Ike reached the first stone, and knelt. He didn't know what he'd expected, but the stone was unmarked, save a number: 48. The next one bore another numeral: 49. And so on, and so forth, only numbers to mar the otherwise identical stones.

"What a waste of effort," Wisp muttered.

Ike glanced at her. She'd felt that same thing he had, then?

She shook her head at the graves. "Going to all this effort to bury good food, and then put pretty little markers on top. I'll never understand you humans."

"It's usually done to honor the dead," Ike pointed out gently.

She crossed her arms. "What greater honor, than to fuel my body and empower me to greater heights?"

Ike scoffed. Spiders really were different. Then again, as omnivorous as Wisp was, he really wasn't surprised at all that she'd feel that way. "Yeah, yeah."

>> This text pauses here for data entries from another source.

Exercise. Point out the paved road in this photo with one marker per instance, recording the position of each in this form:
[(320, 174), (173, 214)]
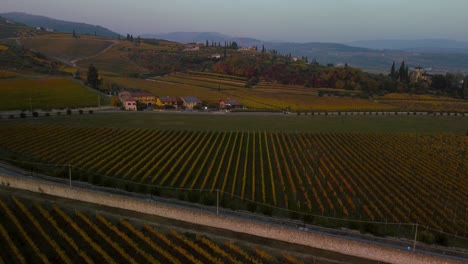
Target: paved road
[(8, 169)]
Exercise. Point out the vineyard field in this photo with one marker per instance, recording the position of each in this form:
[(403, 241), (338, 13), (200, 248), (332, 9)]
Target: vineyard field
[(33, 231), (397, 178), (56, 93)]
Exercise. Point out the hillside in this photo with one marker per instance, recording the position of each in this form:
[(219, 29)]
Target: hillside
[(11, 29), (59, 25)]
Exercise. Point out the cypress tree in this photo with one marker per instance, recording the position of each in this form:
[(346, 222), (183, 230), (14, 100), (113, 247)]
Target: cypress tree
[(392, 71)]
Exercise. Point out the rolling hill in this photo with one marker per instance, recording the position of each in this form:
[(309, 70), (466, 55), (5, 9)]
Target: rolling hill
[(59, 25)]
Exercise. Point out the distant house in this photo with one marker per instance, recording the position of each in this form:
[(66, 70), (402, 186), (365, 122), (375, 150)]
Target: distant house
[(232, 103), (191, 101), (128, 102), (192, 47), (173, 101), (146, 98)]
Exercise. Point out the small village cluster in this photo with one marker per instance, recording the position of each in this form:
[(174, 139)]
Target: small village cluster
[(130, 100)]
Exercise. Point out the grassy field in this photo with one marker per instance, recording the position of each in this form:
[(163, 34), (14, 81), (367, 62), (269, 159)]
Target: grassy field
[(46, 93), (263, 122)]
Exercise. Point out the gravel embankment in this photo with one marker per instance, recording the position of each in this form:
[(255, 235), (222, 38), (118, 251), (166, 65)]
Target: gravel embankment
[(336, 244)]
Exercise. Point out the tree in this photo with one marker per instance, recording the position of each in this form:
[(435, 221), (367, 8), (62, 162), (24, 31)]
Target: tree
[(234, 45), (93, 76)]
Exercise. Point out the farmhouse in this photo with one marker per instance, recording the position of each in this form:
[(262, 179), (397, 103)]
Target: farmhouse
[(171, 101), (192, 47), (191, 101), (128, 102), (230, 103), (146, 98), (418, 75)]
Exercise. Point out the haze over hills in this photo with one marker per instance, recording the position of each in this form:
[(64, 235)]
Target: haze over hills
[(436, 55), (59, 25)]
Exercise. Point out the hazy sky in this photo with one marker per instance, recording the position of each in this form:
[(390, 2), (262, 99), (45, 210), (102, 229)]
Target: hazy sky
[(289, 20)]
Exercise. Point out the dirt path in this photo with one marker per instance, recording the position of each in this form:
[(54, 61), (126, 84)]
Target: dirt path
[(73, 62)]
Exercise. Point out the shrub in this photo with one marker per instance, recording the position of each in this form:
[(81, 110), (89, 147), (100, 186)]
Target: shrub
[(267, 210), (155, 191)]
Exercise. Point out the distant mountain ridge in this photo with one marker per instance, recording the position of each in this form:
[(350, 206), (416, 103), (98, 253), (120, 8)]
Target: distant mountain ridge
[(59, 25), (436, 55)]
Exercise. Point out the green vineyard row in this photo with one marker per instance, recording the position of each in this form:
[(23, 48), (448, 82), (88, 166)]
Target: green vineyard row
[(47, 233), (373, 177)]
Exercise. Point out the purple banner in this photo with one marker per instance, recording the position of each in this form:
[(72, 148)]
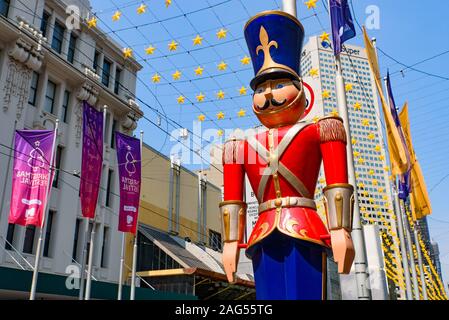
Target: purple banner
[(129, 166), (92, 159), (33, 151)]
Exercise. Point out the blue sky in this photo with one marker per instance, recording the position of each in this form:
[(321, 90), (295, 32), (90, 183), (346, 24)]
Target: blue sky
[(410, 32)]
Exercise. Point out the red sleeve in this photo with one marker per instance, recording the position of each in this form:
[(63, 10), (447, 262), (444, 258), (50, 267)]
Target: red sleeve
[(233, 170), (333, 149)]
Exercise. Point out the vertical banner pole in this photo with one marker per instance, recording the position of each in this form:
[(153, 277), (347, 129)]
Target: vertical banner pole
[(133, 274), (41, 232)]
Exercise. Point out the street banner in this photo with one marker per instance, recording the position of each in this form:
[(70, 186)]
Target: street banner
[(342, 24), (33, 151), (91, 159), (129, 167)]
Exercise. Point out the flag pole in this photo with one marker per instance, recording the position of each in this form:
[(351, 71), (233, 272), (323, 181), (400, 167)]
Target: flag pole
[(122, 259), (41, 232), (133, 273)]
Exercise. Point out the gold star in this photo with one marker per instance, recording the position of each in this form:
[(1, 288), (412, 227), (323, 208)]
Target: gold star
[(150, 50), (173, 45), (241, 113), (176, 75), (220, 115), (141, 9), (220, 94), (198, 40), (221, 34), (156, 78), (348, 87), (181, 99), (116, 16), (324, 36), (245, 60), (200, 97), (311, 4), (313, 72), (222, 66), (127, 53), (92, 22), (199, 71)]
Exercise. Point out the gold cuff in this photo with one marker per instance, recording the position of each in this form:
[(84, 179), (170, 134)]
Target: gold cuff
[(233, 215), (339, 202)]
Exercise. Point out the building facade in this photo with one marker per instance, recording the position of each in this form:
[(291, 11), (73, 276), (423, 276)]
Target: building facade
[(47, 70)]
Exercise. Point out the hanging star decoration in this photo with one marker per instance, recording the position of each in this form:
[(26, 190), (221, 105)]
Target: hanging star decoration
[(150, 50), (242, 91), (181, 99), (142, 9), (220, 94), (245, 60), (92, 22), (127, 53), (221, 34), (311, 4), (156, 78), (222, 66), (200, 97), (199, 71), (313, 72), (198, 40), (173, 45), (241, 113), (220, 115), (176, 75), (116, 16)]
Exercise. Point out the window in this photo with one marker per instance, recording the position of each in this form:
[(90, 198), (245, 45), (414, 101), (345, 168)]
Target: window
[(72, 48), (4, 7), (33, 89), (50, 97), (58, 37), (104, 248), (29, 239), (106, 72), (108, 188), (57, 166), (65, 106), (44, 22), (118, 75), (47, 242), (10, 236)]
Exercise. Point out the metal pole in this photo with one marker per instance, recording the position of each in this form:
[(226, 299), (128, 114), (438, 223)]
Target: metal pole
[(289, 6), (122, 259), (408, 284), (133, 273), (41, 232), (360, 261), (421, 269)]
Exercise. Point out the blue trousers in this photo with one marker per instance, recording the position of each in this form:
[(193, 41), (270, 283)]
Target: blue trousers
[(286, 268)]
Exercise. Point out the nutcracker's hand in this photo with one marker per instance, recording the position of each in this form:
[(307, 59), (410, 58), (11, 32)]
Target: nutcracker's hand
[(231, 254), (343, 250)]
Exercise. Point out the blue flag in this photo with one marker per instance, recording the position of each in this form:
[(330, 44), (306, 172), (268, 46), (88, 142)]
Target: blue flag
[(342, 24)]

Her voice took on a surprisingly genuine tone, and she lifted her head, looking him in the eye. "Ike, know that your body will not be thrown away as waste. I will utilize its nutrients and aether, and make your life worth something. You won't just rot. Even if you die before you obtain your goal, I will take your life onto myself, and ensure that I have the greatest chance of obtaining it."

Ike had meant to riposte whatever she said next, so to hear something from the heart, meant earnestly—he deflated. Looking at the thousands of tiny white stones, he sighed aloud. What was the point of this field, after all? This lonely place no one would ever see, with no purpose, and no objective. If he was buried here, would his goals be furthered? No. He'd be forgotten. Nothing but a bleached pile of bone.

He looked at Wisp, meeting her gaze. "I think I'd like that."

"Of course you would. We spiders are the superior species, after all." Wisp nodded haughtily, but there was a different light in her eye than the usual mischievous glint. She'd tried to play it off, but she really had meant it. Everything she'd said.

"And you… I won't eat you, but… your goals, whatever they are, I'll…"

There was silence.

Mag fluttered down from overhead. "Why'd you guys stop for so long? Are there snacks?"

Both Wisp and Ike broke out laughing, the statement so far out of left field to their serious conversation that it shattered the tension of the moment. Ike ruffled Mag's head. "Come on. Let's get out of he—"

Something cold gripped his ankle. Ike yelped and leaped into the air.